May 01

This post is part of an ongoing series entitled “a post a day for the month of may.” It’s an unfolding exploration of the concepts from the book “Get Lucky.”

“Get Lucky” proposes a framework of skills that when practiced work in concert to amplify the level of serendipity in one’s life. The eight skills are:

  1. Motion
  2. Preparation
  3. Divergence
  4. Commitment
  5. Activation
  6. Connection
  7. Permeability
  8. Attraction

There’s thirty-one days in the month of May which translates to roughly four days devoted to each skill. Let’s look at Motion first.

Motion in the context of this book refers to the practice of deliberately placing yourself in new situations and unfamiliar environments. It’s not the same as randomly throwing a dart at a map and traveling there, that’s just random movement. Motion is consciously mixing up your routine and the circles of people you associate with. The result of motion is what they call “creative collisions.” The book uses the architecture of the Pixar office as one example of to bake the principle of motion into a company’s fabric. Core services like food, recreation and restrooms were placed centrally in an atrium that by design caused people from disparate departments to have more chance encounters than they would if each wing of the campus was self-contained.

Parallax

A byproduct of motion is parallax, or the apparent shift of objects relative to a backdrop when you change viewing angle. Astronomers use relative motions of planets and stars against the backdrop of far away galaxies to calculate distances. If you’ve ever dropped a small object on an obnoxious carpet, odds are you used the phenomenon of parallax to find it by shifting your viewing angle until the object stood out against the background. The authors don’t explicitly name this effect in their book but I would say from personal experience it’s every bit as relevant as “creative collisions” in terms of value for unearthing unseen opportunities.

There are immediate opportunities hiding in plain sight now that we never see because they get lost against the noisy wallpaper of daily life. Whether through lethargy or the intentional pursuit of a routine we fall into ruts of routine movement that make us become accustomed to the viewing angles and we lose ability to identify these parallax shifts. Deviating from routine restores some of the parallax shift that allows us to notice things that we never even thought to question.

My biggest parallax experience was the six months I lived in Quito, Ecuador back in ’95. At my age then I just assumed that continuous electrical power was something everyone in 1995 had. Not so. During that time they were conducting power rationing across the city such that throughout the week there would be eight hour blocks where the power just shut off. I thought I knew what a family was and understood how it operates only to learn they do it very differently down there (children stay in the house much longer, many times to the age at which they end up taking care of their folks and never leave). Drinking water out of the tap? Yep, learned that one the hard way. I assumed the worst case scenario of government corruption was palm greasing with a shady lobbyist. Not so. The second day I was there the vice president of the country fled with six million dollars. I knew America’s entertainment industry had worldwide fans but never would I have expected how thoroughly star-crazed a 2-million-person city could be over Bon Jovi. I learned that there’s a whole population of people who eat KFC with plastic gloves and do 1000 other little idiosyncratic things differently than us. But most importantly for the first time I vividly saw class distinctions and what it means to be extraordinarily wealthy and unimaginably poor. Before that class distinctions were an academic concepts in school and occasionally images on a TV but now they were the people sitting next to me on the bus.
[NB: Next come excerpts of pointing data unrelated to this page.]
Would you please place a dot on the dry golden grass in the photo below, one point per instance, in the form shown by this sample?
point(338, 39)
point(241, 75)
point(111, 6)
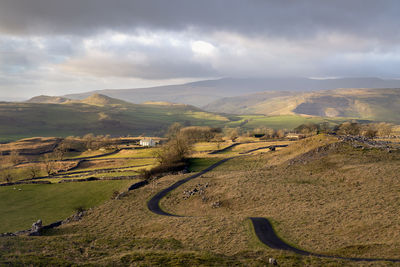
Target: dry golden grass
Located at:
point(345, 202)
point(340, 201)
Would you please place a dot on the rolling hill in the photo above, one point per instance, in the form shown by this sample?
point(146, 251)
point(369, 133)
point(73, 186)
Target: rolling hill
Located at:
point(202, 93)
point(97, 114)
point(371, 104)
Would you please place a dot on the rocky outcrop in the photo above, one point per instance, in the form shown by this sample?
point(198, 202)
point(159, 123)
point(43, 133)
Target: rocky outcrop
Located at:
point(36, 228)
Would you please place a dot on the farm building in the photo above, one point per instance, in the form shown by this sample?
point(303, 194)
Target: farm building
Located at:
point(147, 142)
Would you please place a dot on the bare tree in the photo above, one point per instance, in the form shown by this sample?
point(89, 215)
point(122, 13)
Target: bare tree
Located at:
point(34, 172)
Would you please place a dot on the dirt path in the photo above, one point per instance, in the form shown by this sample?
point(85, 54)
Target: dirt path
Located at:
point(154, 202)
point(262, 226)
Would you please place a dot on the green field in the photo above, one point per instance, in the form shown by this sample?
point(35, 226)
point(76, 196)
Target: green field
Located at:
point(248, 122)
point(20, 120)
point(199, 164)
point(51, 202)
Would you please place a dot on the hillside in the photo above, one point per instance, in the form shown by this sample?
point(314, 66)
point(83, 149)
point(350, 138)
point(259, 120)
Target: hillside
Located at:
point(44, 99)
point(98, 115)
point(204, 92)
point(371, 104)
point(335, 199)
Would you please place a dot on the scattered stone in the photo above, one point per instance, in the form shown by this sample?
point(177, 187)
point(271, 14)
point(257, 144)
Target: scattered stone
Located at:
point(7, 234)
point(272, 261)
point(216, 204)
point(36, 227)
point(199, 189)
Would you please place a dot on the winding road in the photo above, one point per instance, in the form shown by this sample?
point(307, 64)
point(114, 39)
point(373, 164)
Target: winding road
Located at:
point(262, 226)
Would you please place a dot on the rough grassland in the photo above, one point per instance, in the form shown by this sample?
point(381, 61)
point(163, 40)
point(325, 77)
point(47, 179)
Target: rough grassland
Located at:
point(339, 200)
point(20, 208)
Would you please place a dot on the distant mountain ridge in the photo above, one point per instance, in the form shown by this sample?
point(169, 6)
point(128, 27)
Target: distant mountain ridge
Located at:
point(97, 114)
point(372, 104)
point(202, 93)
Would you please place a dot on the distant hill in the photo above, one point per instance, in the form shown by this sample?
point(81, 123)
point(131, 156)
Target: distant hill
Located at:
point(371, 104)
point(204, 92)
point(44, 99)
point(101, 100)
point(97, 114)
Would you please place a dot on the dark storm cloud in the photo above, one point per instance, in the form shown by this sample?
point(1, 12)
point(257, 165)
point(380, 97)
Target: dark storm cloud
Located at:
point(283, 18)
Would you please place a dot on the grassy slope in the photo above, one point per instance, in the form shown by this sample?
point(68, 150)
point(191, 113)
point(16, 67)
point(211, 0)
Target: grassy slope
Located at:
point(18, 120)
point(280, 122)
point(334, 202)
point(370, 104)
point(19, 209)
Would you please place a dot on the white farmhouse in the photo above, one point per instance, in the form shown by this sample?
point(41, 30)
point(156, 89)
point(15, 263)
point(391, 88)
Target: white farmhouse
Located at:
point(147, 142)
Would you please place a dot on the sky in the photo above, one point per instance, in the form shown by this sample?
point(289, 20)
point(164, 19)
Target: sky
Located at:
point(56, 47)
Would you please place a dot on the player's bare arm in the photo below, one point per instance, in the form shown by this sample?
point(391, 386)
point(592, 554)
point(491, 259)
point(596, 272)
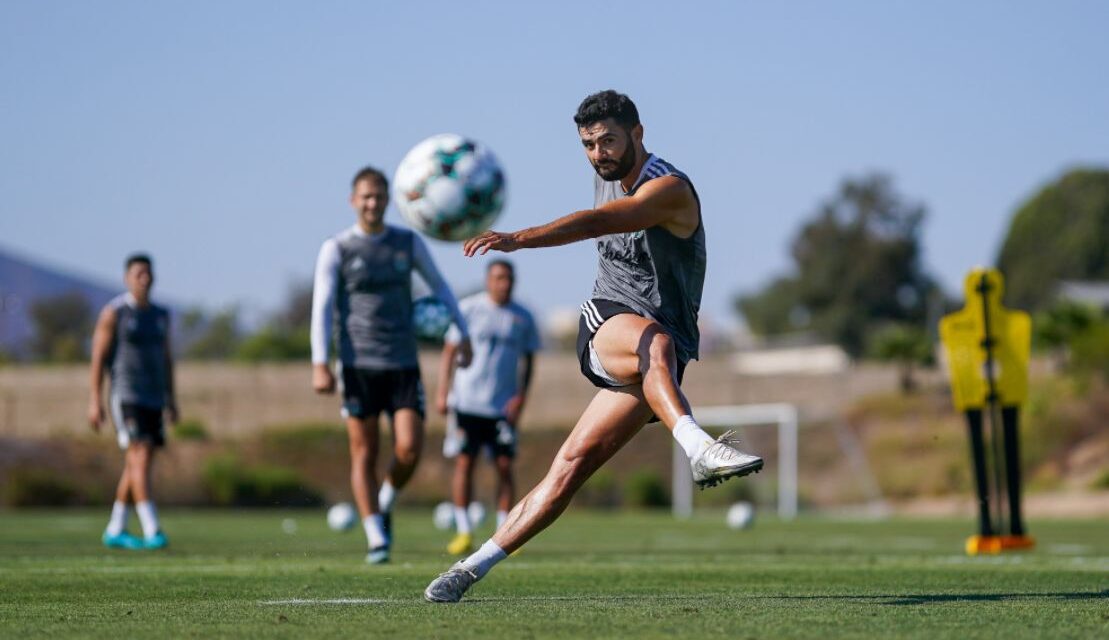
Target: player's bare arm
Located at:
point(171, 396)
point(665, 202)
point(101, 344)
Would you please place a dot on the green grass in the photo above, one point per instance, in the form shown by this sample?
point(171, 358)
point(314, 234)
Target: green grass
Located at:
point(237, 574)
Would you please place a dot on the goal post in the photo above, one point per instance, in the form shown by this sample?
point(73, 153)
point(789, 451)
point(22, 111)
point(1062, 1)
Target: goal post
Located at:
point(782, 416)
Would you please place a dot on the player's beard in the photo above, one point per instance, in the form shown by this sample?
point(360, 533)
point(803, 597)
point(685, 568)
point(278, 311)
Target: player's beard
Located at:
point(622, 166)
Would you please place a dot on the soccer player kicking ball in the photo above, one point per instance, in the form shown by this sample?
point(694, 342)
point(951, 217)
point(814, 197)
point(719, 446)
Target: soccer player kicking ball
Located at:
point(132, 341)
point(487, 397)
point(365, 274)
point(636, 334)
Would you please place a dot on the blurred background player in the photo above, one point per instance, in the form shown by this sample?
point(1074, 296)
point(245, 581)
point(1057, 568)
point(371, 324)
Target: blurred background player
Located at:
point(364, 273)
point(636, 334)
point(132, 341)
point(486, 398)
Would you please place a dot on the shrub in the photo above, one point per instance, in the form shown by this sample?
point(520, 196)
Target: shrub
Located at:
point(191, 429)
point(645, 489)
point(599, 490)
point(229, 483)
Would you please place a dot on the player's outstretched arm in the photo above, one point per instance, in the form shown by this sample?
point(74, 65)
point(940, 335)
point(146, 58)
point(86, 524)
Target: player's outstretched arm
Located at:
point(667, 201)
point(101, 344)
point(171, 396)
point(323, 301)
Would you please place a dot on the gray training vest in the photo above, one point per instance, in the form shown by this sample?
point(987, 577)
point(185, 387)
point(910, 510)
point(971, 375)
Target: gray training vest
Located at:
point(653, 271)
point(375, 302)
point(138, 357)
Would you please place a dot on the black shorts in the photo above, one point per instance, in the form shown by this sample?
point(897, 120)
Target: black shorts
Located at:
point(139, 424)
point(479, 432)
point(370, 392)
point(593, 314)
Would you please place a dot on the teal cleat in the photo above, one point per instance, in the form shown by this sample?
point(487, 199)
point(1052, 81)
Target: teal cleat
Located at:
point(121, 540)
point(378, 555)
point(156, 541)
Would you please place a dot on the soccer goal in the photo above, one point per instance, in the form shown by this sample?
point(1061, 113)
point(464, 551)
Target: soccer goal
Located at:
point(782, 416)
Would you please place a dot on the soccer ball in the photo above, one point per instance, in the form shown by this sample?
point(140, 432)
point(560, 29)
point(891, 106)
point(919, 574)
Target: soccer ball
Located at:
point(476, 510)
point(342, 517)
point(741, 516)
point(431, 318)
point(449, 188)
point(444, 516)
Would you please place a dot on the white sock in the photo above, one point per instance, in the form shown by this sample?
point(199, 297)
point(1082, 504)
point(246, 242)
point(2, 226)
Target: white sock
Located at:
point(463, 520)
point(481, 560)
point(375, 530)
point(385, 497)
point(691, 437)
point(148, 516)
point(119, 520)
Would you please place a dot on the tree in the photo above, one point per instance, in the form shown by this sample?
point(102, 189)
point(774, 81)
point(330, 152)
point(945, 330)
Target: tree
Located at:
point(907, 346)
point(62, 327)
point(1060, 233)
point(216, 336)
point(856, 267)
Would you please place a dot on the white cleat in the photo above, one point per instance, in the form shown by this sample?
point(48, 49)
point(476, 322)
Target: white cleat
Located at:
point(721, 460)
point(450, 585)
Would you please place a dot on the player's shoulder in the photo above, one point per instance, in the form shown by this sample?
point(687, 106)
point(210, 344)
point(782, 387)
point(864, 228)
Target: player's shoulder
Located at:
point(116, 304)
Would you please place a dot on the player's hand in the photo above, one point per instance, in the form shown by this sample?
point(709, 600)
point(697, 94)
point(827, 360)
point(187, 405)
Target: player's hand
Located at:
point(514, 408)
point(465, 353)
point(490, 241)
point(95, 415)
point(323, 381)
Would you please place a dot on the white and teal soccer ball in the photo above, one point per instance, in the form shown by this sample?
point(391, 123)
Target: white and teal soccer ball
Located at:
point(342, 517)
point(449, 188)
point(741, 516)
point(476, 511)
point(431, 318)
point(443, 517)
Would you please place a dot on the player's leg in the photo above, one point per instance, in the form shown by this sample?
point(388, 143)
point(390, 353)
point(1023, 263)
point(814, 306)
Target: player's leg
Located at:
point(363, 437)
point(402, 394)
point(115, 534)
point(461, 485)
point(636, 349)
point(140, 461)
point(407, 444)
point(609, 422)
point(506, 487)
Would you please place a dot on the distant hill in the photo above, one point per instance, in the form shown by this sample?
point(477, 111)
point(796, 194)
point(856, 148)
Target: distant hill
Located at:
point(22, 282)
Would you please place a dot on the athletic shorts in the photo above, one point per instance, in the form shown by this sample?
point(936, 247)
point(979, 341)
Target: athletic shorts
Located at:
point(479, 432)
point(593, 314)
point(138, 424)
point(370, 392)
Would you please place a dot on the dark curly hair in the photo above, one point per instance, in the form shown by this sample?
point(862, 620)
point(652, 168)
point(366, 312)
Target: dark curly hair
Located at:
point(370, 173)
point(604, 104)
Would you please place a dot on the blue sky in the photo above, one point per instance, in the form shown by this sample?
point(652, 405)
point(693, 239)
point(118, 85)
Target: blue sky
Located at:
point(221, 136)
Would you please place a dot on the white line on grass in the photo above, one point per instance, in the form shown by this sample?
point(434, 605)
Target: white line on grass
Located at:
point(327, 601)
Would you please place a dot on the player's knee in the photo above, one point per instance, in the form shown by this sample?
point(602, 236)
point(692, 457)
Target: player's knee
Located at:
point(407, 455)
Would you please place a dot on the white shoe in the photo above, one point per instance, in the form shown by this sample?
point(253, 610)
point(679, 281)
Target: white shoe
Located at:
point(450, 585)
point(721, 460)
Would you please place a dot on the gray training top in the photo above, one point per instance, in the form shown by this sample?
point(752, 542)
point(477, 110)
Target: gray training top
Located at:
point(367, 278)
point(138, 358)
point(653, 271)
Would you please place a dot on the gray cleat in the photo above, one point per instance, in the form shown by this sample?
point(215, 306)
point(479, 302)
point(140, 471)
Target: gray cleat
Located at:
point(721, 460)
point(450, 585)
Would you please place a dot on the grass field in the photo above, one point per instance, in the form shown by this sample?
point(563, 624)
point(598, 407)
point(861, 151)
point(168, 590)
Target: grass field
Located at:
point(591, 576)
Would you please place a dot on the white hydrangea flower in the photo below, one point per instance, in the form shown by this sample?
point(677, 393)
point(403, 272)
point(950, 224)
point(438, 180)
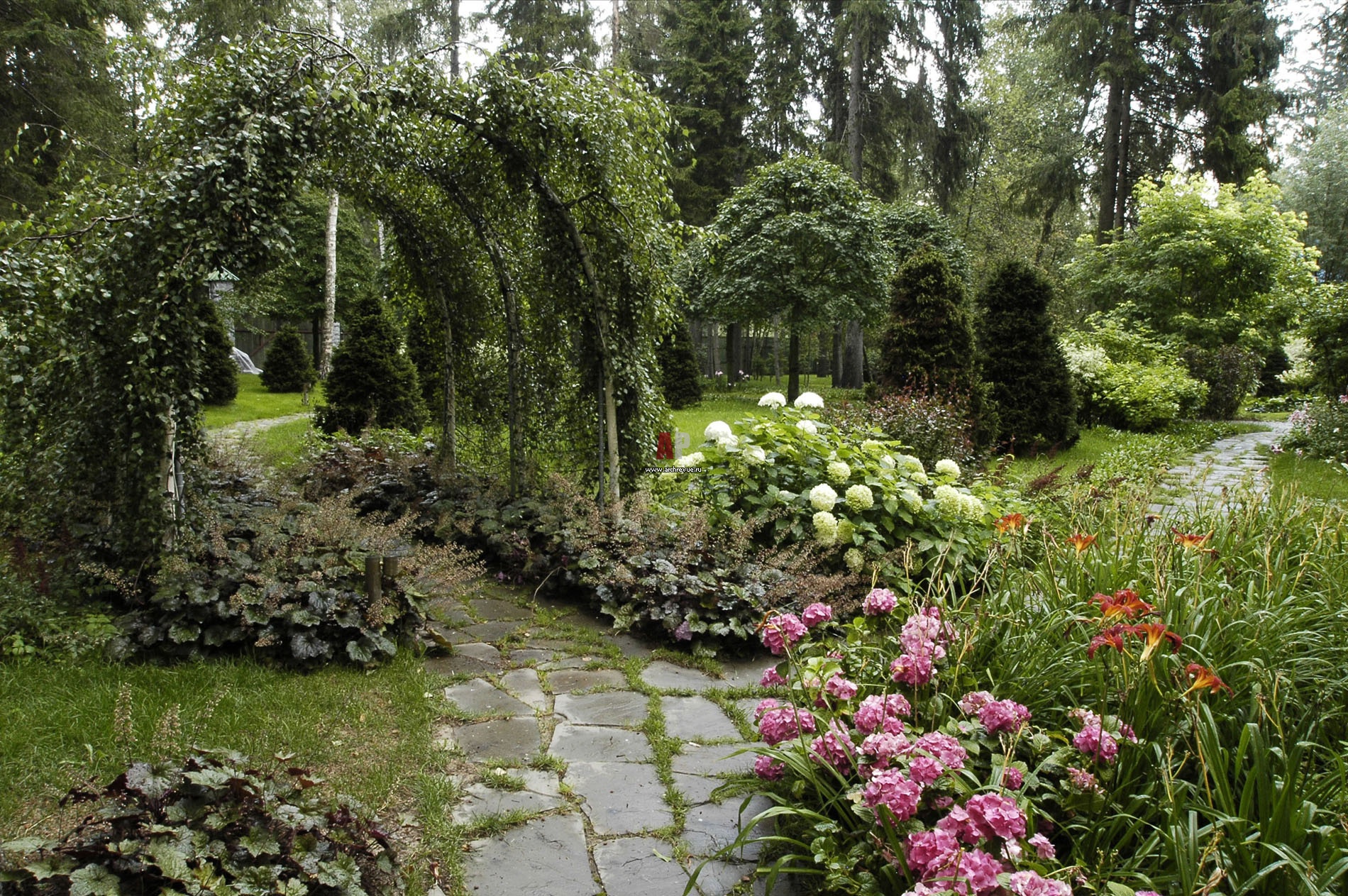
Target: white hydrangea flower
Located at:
point(909, 464)
point(825, 529)
point(949, 502)
point(822, 497)
point(853, 560)
point(839, 470)
point(716, 430)
point(859, 497)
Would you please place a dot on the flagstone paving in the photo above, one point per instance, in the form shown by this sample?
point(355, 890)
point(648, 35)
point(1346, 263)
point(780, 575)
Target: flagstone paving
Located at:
point(1228, 470)
point(606, 758)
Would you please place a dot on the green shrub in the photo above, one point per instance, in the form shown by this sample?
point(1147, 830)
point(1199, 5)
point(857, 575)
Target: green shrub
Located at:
point(1024, 364)
point(930, 424)
point(1230, 372)
point(929, 341)
point(681, 382)
point(372, 383)
point(290, 367)
point(219, 371)
point(283, 582)
point(1320, 428)
point(214, 824)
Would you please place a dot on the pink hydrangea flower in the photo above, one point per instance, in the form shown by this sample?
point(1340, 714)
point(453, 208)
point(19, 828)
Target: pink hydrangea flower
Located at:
point(973, 701)
point(912, 670)
point(835, 747)
point(782, 631)
point(995, 815)
point(783, 722)
point(925, 770)
point(1096, 743)
point(840, 687)
point(929, 852)
point(890, 789)
point(958, 824)
point(1083, 780)
point(1032, 884)
point(1003, 716)
point(879, 602)
point(816, 614)
point(944, 747)
point(768, 768)
point(886, 747)
point(980, 870)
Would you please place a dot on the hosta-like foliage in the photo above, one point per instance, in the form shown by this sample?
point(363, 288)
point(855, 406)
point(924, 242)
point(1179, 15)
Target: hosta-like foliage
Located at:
point(214, 824)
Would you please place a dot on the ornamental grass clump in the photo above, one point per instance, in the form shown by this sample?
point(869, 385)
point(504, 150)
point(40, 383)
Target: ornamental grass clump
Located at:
point(891, 775)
My point of parallax is that independent of the value motion provides in creating “chance collisions” it has other added benefits that enable people to see the world differently and therefore gain unique invaluable perspective. This leads to another byproduct of motion which is revealing occluded objects. I’ll discuss that one tomorrow. For now change your tune: The Lumineers – Ho Hey

One Response to “A byproduct of motion = parallax”

  1. Gordon says:

    Finally, a meaning of parallax beyond the latest design fad. Nice perspective Sean.